2.Remove the High Limit bulb holder from the heating ele- ment inside the frypot.

3.Remove the heating element wires from the terminals by removing nuts (5) and washers (6 and 7). Label each so it can be replaced in the same position on the new element.

4.Loosen the bolts on the five element spreaders.

5.Slide the element spreaders to the center of the heating elements.

6.Remove the brass nuts (4) and washers (3), which secure the ends of the elements through the frypot wall.

Page 53
Image 53
Henny Penny OG-30X, OE-30X manual Attage

OG-30X, OE-30X specifications

The Henny Penny OG-30X and OE-30X are advanced commercial cooking equipment designed to elevate food preparation in the fast-paced restaurant environment. These units, popular among professional chefs and culinary experts, feature innovative technologies that enhance cooking performance while ensuring consistency and quality.

One of the standout characteristics of both the OG-30X and OE-30X models is their versatility.
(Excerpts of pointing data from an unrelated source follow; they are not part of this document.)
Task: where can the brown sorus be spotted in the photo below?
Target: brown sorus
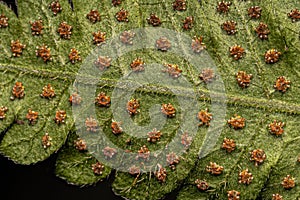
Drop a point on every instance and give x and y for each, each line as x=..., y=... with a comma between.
x=32, y=116
x=55, y=7
x=102, y=99
x=197, y=44
x=143, y=153
x=276, y=127
x=179, y=5
x=64, y=30
x=237, y=122
x=75, y=99
x=74, y=55
x=233, y=195
x=245, y=177
x=48, y=92
x=163, y=44
x=137, y=65
x=43, y=52
x=288, y=182
x=109, y=152
x=98, y=168
x=204, y=117
x=122, y=15
x=99, y=38
x=202, y=185
x=223, y=7
x=188, y=23
x=172, y=160
x=46, y=141
x=214, y=168
x=116, y=128
x=207, y=75
x=277, y=197
x=133, y=106
x=262, y=31
x=237, y=52
x=3, y=111
x=94, y=16
x=126, y=37
x=258, y=156
x=282, y=84
x=3, y=21
x=294, y=15
x=91, y=124
x=254, y=12
x=168, y=110
x=272, y=56
x=103, y=62
x=80, y=144
x=229, y=27
x=243, y=79
x=37, y=27
x=160, y=173
x=228, y=145
x=60, y=117
x=153, y=20
x=173, y=70
x=154, y=135
x=17, y=48
x=116, y=2
x=18, y=91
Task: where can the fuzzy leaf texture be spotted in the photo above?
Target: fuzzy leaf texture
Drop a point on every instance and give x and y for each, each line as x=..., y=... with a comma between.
x=259, y=103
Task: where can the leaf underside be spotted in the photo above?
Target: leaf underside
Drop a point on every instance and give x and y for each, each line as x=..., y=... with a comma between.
x=259, y=103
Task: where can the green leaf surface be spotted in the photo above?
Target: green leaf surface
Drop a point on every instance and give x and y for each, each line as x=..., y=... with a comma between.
x=75, y=166
x=260, y=104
Designed to handle a wide variety of food items, these equipment types allow users to fry, grill, and roast without compromising on flavor. The OG-30X utilizes a unique open fryer design, allowing for easy access and maintenance, while the OE-30X features a more traditional, enclosed design for efficient cooking and heat retention.

Both models come equipped with advanced digital controls that provide precise temperature management and timed cooking cycles. This user-friendly interface minimizes the learning curve for staff, enhancing productivity and ensuring that every meal is cooked to perfection. Moreover, the digital display simplifies the monitoring of cooking processes, which is vital in a busy restaurant environment.
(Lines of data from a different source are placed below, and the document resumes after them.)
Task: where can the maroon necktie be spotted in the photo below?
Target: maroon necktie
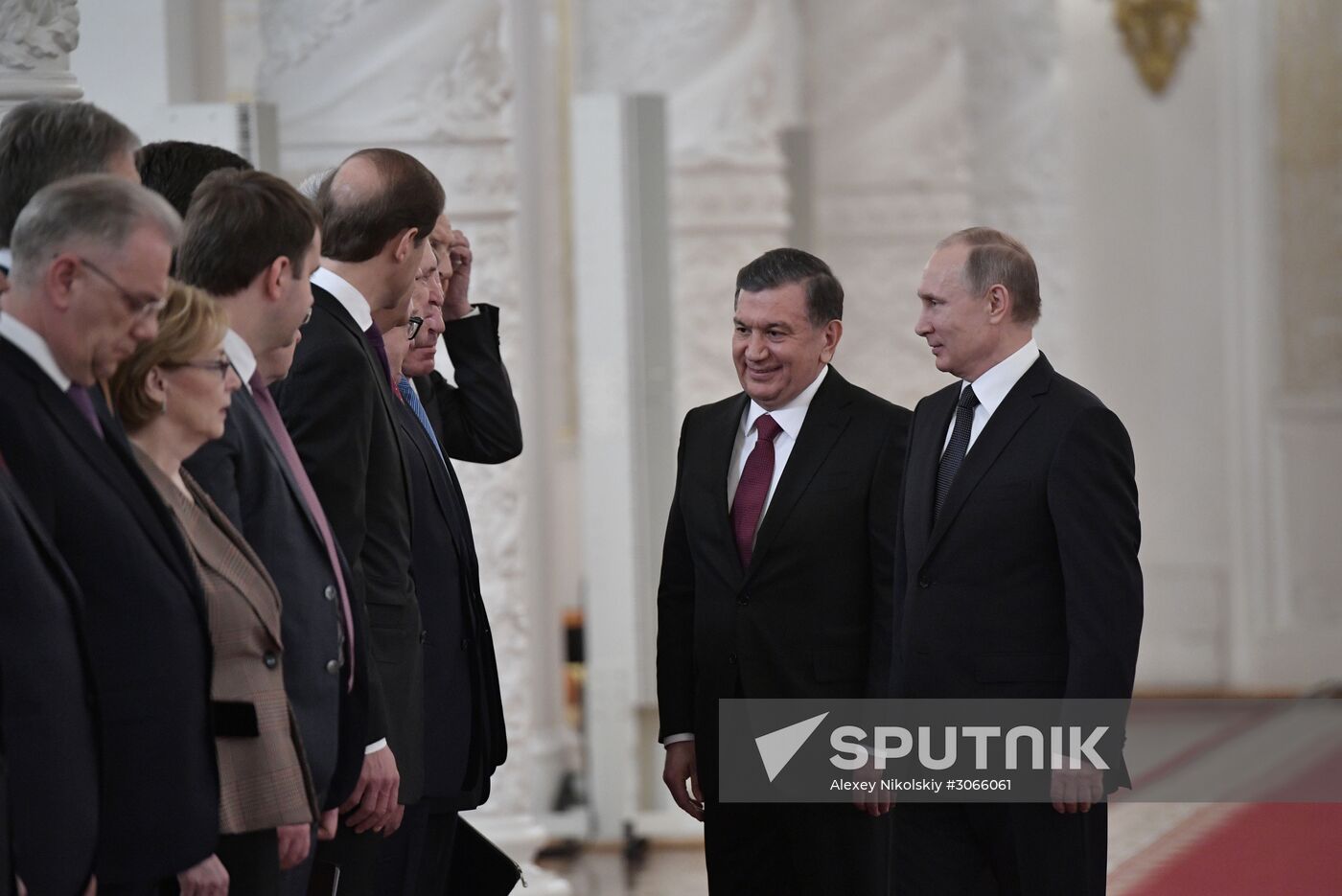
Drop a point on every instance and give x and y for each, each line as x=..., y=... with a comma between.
x=753, y=487
x=270, y=413
x=81, y=398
In terms of energy efficiency, the Henny Penny OG-30X and OE-30X employ state-of-the-art heating technologies that reduce energy consumption without sacrificing performance. This results in lower operational costs and a smaller environmental footprint—a significant advantage for establishments aiming for sustainability.
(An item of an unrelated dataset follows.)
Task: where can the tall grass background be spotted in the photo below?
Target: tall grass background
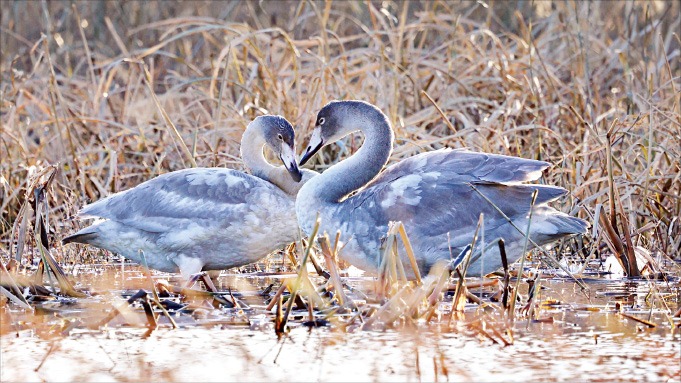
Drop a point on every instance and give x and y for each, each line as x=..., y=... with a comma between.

The durability and build quality of these units are also noteworthy. Constructed from high-grade stainless steel, they are designed to stand up to the rigors of daily use in commercial kitchens. Additionally, the easy-to-clean design facilitates maintenance and promotes hygiene, which is crucial in any food service operation.

Safety features are paramount in the design of both models. They incorporate thermostatic controls to prevent overheating and emergency shut-off mechanisms that ensure operator safety. The Henny Penny OG-30X and OE-30X are built with the chef's welfare in mind, allowing them to focus on creativity and quality without worrying about potential hazards.

In conclusion, the Henny Penny OG-30X and OE-30X are equipped with an impressive range of features and technologies tailored for commercial kitchens. With their versatility, efficiency, and safety measures, these cooking units stand as reliable assets for any food service operation looking to enhance productivity and food quality.